O abismo técnico no qual o Flamengo se afundou nesses quatro meses tem Vítor Pereira como figura central, é claro. Ele quem implementou sistema inadequado às características do time, que deu entrevistas falando em evolução que ninguém enxergava e que se mostrou um treinador errante em momentos de substituição e de tomadas de decisão entre um jogo e outro, especialmente na semana que em breve muito possivelmente será tratada como a última dele no clube. Mas não dá para não falar da diretoria.
O jogo: apático, Flamengo entra na roda do início ao fim
Diretoria e Vítor Pereira foram citados como responsáveis pelo desmonte de um Flamengo consistente que se observou em 2023. Mas os jogadores não têm culpa? Claro que têm.

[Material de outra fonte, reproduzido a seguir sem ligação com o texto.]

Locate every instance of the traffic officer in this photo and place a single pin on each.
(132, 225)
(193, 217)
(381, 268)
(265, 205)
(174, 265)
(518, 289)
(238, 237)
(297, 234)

É evidente que se sentem desconfortáveis com um sistema diferente de suas características, mas individualmente não funcionaram na vergonhosa goleada sofrida diante do Fluminense. É bom frisar: não somente nesse Fla-Flu. E foram extremamente apáticos. Aceitaram a reversão de uma situação muito difícil para o rival com enorme passividade. A vantagem durou 31 minutos apenas.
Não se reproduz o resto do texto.